What's not tog et about this?  Like the others, it is simply true.
(Nearly all of the techniques I have in mind rely on changing a
representation at run time after construction, without changing the
value which is logically represented.)

	> (5) With the 'dict' module you get a somewhat less than obvious
	> textual
	>     representation, which could mean other things.  With a built in
	>     data type you can get "just right" textual representation.
	
Prolog has a kluge for this, which is portray/1.  By adding clauses

portray(empty_dict) :-
    portray_dict(empty_dict).
portray(non_empty_dict(K,V,L,R)) :-
    portray_dict(non_empty_dict(K,V,L,R)).

I can arrange for dictionaries to be printed in a way that makes it clear
what they are, _provided_ everyone else knows to avoid the functors in
question.  Erlang does not have this kluge.  It's basically the same
point I made earlier:  because 'dict' uses *some* Erlang data structures,
there is no way for any other code to tell whether a data value really
*is* meant to be a dictionary or just *happens* to look like one.

In the absence of an always-enforced type system, the only types you
can rely on distinguishing are the ones for which there are built-in
guard predicates which are guaranteed to be disjoint.

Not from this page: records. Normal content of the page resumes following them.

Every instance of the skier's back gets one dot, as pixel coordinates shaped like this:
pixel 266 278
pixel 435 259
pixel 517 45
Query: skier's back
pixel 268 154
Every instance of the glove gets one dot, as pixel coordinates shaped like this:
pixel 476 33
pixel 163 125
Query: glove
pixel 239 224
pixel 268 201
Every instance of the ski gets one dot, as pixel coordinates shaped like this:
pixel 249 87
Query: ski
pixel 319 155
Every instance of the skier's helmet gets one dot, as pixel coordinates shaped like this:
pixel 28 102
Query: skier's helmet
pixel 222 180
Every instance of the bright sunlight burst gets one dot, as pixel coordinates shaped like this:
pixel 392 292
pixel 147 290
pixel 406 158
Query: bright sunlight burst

	> (6) With 'dict' you don't get to do dictionary stuff in patterns or
	> guards.
	
	All that's needed for that is a special _notation_ for
	dictionaries (which, to be clear, is _not_ the same thing as a
	_representation_ in this sense.)

What's needed is a notation *and* an implementation which is sufficiently
good to replace records in everyday use.  If you have one, but not the
other, you still find yourself wanting records, which may be Erlang's
biggest wart.

	- implement dictionaries directly in BEAM (any number of
	available C implementations would probably do the trick
	sufficiently - in fact we already have a very efficient
	associative storage mechanism that might work just fine.  what's
	it called again?  oh yah.  'ETS' :)

No, the strength of ETS is *big* dictionaries.  Quoting the reference
manual, "These provide the ability to store very large amounts of data".
These dictionaries are supposed to be small, cheap, fast, immutable.
You are supposed to be able to have millions of them.  Quoting the
ETS manual, "The number of tables stored at one Erlang node is limited.
The current default limit is approximately 1400 tables."  And, quite
disastrously for the intended use of dictionaries, "Note that there is
no automatic garbage collection for tables."

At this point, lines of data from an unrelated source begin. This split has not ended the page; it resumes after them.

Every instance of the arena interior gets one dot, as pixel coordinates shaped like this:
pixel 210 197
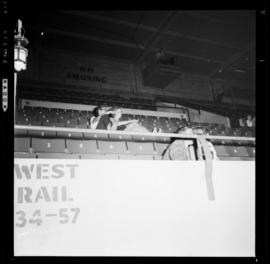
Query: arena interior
pixel 166 69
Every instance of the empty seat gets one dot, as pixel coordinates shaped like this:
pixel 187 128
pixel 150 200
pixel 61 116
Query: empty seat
pixel 160 147
pixel 57 156
pixel 239 152
pixel 22 144
pixel 20 132
pixel 48 145
pixel 222 151
pixel 41 133
pixel 99 156
pixel 251 151
pixel 24 155
pixel 69 134
pixel 140 148
pixel 82 146
pixel 34 123
pixel 109 147
pixel 135 157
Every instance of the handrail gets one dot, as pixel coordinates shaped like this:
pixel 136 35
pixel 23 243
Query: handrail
pixel 111 132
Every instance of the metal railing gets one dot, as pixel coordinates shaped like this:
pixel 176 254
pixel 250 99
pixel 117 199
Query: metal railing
pixel 148 135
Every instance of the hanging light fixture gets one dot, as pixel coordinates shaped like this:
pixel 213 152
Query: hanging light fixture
pixel 20 52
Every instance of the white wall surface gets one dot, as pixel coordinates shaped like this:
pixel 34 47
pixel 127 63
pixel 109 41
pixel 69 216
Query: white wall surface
pixel 132 208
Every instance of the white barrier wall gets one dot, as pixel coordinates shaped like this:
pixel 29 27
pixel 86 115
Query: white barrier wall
pixel 133 208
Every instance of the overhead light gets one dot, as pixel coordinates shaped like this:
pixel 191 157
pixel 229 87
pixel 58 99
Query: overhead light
pixel 20 52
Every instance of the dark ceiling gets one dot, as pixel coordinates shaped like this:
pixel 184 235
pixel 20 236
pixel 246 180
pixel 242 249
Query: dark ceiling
pixel 217 44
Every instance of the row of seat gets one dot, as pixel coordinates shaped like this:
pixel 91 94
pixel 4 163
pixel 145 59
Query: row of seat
pixel 71 118
pixel 109 147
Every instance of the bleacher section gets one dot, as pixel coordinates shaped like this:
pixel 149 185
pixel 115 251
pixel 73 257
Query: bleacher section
pixel 75 144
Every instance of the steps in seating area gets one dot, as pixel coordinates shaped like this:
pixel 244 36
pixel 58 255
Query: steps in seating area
pixel 79 145
pixel 66 148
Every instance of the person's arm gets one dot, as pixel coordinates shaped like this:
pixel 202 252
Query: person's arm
pixel 121 123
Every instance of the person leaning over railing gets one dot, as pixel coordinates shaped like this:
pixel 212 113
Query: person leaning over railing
pixel 98 113
pixel 111 120
pixel 183 149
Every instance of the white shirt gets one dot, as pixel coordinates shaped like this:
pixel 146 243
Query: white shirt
pixel 93 125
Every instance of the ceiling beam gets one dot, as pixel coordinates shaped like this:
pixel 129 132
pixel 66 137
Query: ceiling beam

ETS tables are important and useful, but they are about as far from what
we want here as they could possibly be.

	- map the dict module to BIFs (we don't need a new API for this

We don't need a new interface for _that_, but do you really _like_
the existing interface?  There were _reasons_ why I proposed a different
interface.

	- add a syntax for pattern-matching dictionaries (the only real
	advance)

Well, if you chop what I propose into two pieces, then suggest implementing
the hardest part, then the other half _is_ the only real advance left.
Just like if you eat 3/4 of a pie, what's left is only 1/4 of a pie.

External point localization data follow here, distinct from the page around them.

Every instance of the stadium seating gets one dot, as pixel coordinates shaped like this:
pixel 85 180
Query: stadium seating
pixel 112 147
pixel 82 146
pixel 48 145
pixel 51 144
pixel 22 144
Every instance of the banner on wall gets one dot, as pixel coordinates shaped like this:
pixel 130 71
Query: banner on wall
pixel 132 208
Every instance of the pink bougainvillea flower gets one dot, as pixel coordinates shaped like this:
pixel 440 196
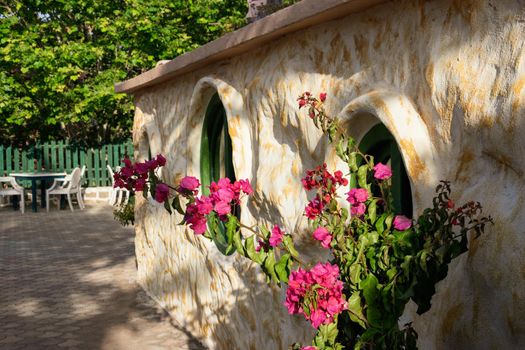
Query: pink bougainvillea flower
pixel 203 205
pixel 314 208
pixel 245 186
pixel 321 288
pixel 321 234
pixel 338 175
pixel 189 184
pixel 141 168
pixel 161 161
pixel 222 208
pixel 139 184
pixel 127 162
pixel 382 172
pixel 199 226
pixel 152 164
pixel 126 172
pixel 276 236
pixel 357 195
pixel 358 210
pixel 161 192
pixel 402 223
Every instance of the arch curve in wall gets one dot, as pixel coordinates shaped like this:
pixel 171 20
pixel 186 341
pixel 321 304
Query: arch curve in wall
pixel 398 114
pixel 147 138
pixel 238 125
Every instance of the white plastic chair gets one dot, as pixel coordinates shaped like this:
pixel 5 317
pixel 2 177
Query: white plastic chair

Using pattern syntax for *constructing* dictionaries is also a large
advance.  Writing

    ets2:new(<{name->freddy, type->set, access->protected, keypos->2}>)

is clearer than

    ets2:new([{name,freddy}, {type,set}, {access,protected}, {keypos,2}])

not least because it makes it obvious that the order doesn't matter.
Having to write

    ets2:new(dict:from_list([
	{name,freddy}, {type,set}, {access,protected}, {keypos,2}]))

would rather miss the point, which is not just to have dictionaries,
but to have something principled to use instead of records.